L’esordio è contro il Verona. Marinelli entra col Toro sotto 1-0 e pensa bene di rifilare una gomitata a Guarente: espulso. Rientra contro il Bari, spezzone di pregio a risultato acquisito. Rossi non vara la coppia con Pinga, la prima da titolare è una sconfitta contro il Cesena, poi qualcosa sembra girare contro il Pescara, dove, alle spalle di Marazzina e Maniero, Marinelli trova il suo primo e unico gol al Toro (un rigore non memorabile) e la squadra gira benissimo. Dura poco. Nel finale perde progressivamente spazio, con Zaccarelli, subentrato a Rossi, si arriva allo zero e l’ultima immagine che ho di lui è a bordocampo in canotta, nei supplementari della finale playoff contro il Perugia, ad aizzare la folla. Non bisognerebbe mai ritornare.

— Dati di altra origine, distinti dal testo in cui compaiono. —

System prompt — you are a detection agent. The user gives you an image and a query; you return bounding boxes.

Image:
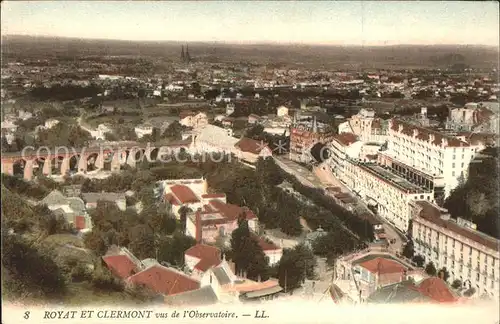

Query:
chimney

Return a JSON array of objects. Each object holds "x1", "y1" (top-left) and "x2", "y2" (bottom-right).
[
  {"x1": 196, "y1": 208, "x2": 203, "y2": 243},
  {"x1": 440, "y1": 213, "x2": 450, "y2": 221}
]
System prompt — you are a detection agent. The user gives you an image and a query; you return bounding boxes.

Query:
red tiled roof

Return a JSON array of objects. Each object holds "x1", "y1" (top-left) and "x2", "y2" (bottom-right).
[
  {"x1": 170, "y1": 185, "x2": 200, "y2": 204},
  {"x1": 102, "y1": 255, "x2": 138, "y2": 279},
  {"x1": 234, "y1": 137, "x2": 267, "y2": 154},
  {"x1": 165, "y1": 193, "x2": 181, "y2": 205},
  {"x1": 128, "y1": 264, "x2": 200, "y2": 295},
  {"x1": 255, "y1": 235, "x2": 281, "y2": 252},
  {"x1": 179, "y1": 110, "x2": 196, "y2": 120},
  {"x1": 359, "y1": 257, "x2": 407, "y2": 275},
  {"x1": 416, "y1": 200, "x2": 500, "y2": 251},
  {"x1": 417, "y1": 277, "x2": 458, "y2": 303},
  {"x1": 333, "y1": 133, "x2": 358, "y2": 146},
  {"x1": 210, "y1": 199, "x2": 257, "y2": 220},
  {"x1": 372, "y1": 118, "x2": 382, "y2": 129},
  {"x1": 391, "y1": 119, "x2": 469, "y2": 147},
  {"x1": 185, "y1": 244, "x2": 222, "y2": 272}
]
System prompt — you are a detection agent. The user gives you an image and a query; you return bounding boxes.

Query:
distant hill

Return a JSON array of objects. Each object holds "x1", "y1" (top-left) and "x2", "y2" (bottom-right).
[{"x1": 2, "y1": 36, "x2": 498, "y2": 69}]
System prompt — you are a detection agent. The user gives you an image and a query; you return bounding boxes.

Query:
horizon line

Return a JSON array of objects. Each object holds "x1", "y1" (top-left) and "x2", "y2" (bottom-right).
[{"x1": 1, "y1": 34, "x2": 500, "y2": 50}]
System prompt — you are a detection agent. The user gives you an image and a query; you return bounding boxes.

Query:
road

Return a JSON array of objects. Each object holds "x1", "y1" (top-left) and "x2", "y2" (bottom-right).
[
  {"x1": 314, "y1": 161, "x2": 406, "y2": 253},
  {"x1": 275, "y1": 157, "x2": 406, "y2": 254}
]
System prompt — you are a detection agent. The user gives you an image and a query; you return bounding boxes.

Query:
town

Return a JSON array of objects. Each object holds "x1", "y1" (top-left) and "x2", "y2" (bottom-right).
[{"x1": 1, "y1": 2, "x2": 500, "y2": 307}]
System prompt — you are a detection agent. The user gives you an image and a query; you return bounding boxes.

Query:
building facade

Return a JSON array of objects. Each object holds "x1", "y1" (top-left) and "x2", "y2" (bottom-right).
[
  {"x1": 379, "y1": 119, "x2": 484, "y2": 199},
  {"x1": 411, "y1": 201, "x2": 500, "y2": 299}
]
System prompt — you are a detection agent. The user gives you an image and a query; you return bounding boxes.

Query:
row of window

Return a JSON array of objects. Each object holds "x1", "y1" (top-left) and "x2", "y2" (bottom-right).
[{"x1": 416, "y1": 224, "x2": 496, "y2": 269}]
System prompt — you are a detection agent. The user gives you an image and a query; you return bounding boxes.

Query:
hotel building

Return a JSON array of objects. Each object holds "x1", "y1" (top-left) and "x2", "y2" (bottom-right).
[
  {"x1": 378, "y1": 119, "x2": 484, "y2": 200},
  {"x1": 411, "y1": 201, "x2": 500, "y2": 299}
]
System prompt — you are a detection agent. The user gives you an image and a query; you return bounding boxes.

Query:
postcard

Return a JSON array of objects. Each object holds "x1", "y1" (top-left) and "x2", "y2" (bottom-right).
[{"x1": 1, "y1": 1, "x2": 500, "y2": 324}]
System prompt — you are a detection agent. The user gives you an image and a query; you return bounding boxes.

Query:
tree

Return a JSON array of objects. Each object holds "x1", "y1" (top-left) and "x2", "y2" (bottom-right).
[
  {"x1": 425, "y1": 261, "x2": 437, "y2": 276},
  {"x1": 2, "y1": 232, "x2": 66, "y2": 298},
  {"x1": 403, "y1": 240, "x2": 415, "y2": 260},
  {"x1": 451, "y1": 279, "x2": 462, "y2": 289},
  {"x1": 278, "y1": 244, "x2": 316, "y2": 291},
  {"x1": 128, "y1": 224, "x2": 156, "y2": 260},
  {"x1": 161, "y1": 121, "x2": 185, "y2": 140},
  {"x1": 158, "y1": 232, "x2": 196, "y2": 267},
  {"x1": 437, "y1": 267, "x2": 450, "y2": 281},
  {"x1": 312, "y1": 231, "x2": 356, "y2": 260},
  {"x1": 179, "y1": 206, "x2": 192, "y2": 228},
  {"x1": 229, "y1": 218, "x2": 269, "y2": 280},
  {"x1": 411, "y1": 254, "x2": 425, "y2": 268}
]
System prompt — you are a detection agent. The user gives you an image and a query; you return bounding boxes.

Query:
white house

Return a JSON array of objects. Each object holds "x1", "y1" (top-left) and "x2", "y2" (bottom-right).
[
  {"x1": 276, "y1": 106, "x2": 288, "y2": 117},
  {"x1": 379, "y1": 119, "x2": 483, "y2": 197},
  {"x1": 179, "y1": 112, "x2": 208, "y2": 128},
  {"x1": 412, "y1": 201, "x2": 500, "y2": 300},
  {"x1": 134, "y1": 123, "x2": 153, "y2": 138}
]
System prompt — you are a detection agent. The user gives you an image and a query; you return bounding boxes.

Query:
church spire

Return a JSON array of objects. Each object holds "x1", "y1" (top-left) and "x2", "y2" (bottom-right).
[{"x1": 186, "y1": 44, "x2": 191, "y2": 63}]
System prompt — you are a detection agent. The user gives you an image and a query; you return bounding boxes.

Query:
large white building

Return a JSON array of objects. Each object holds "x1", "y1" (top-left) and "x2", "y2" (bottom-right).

Il Toro fallisce e sembrerebbe che tra gli “eroi” che decideranno di restare a ripartire da zero ci sia proprio lui. Falso. Nel frattempo il suo procuratore gli aveva fatto firmare un contratto con una squadra dilettantistica argentina. Se ne riparla a gennaio. Ma a gennaio, tra i tanti nuovi arrivi per rimpolpare la squadra, il suo nome non c’è. Finita davvero. Gli tocca girovagare fra varie squadre in giro per il mondo, in alcune stagoni, fino a poco tempo fa, Wikipedia aveva messo un punto interrogativo alla voce presenze e gol, lacuna ora colmata. A volte non bastano i piedi d’oro che fanno più o meno quello che gli chiedi. A volte si ha tutto, apparentemente, per sfondare. A volte finisce così. Con l’amaro in bocca per l’occasione persa. Con la cocciuta convinzione, la mia, che Carlos Marinelli sia uno dei più grandi crack mancati del calcio.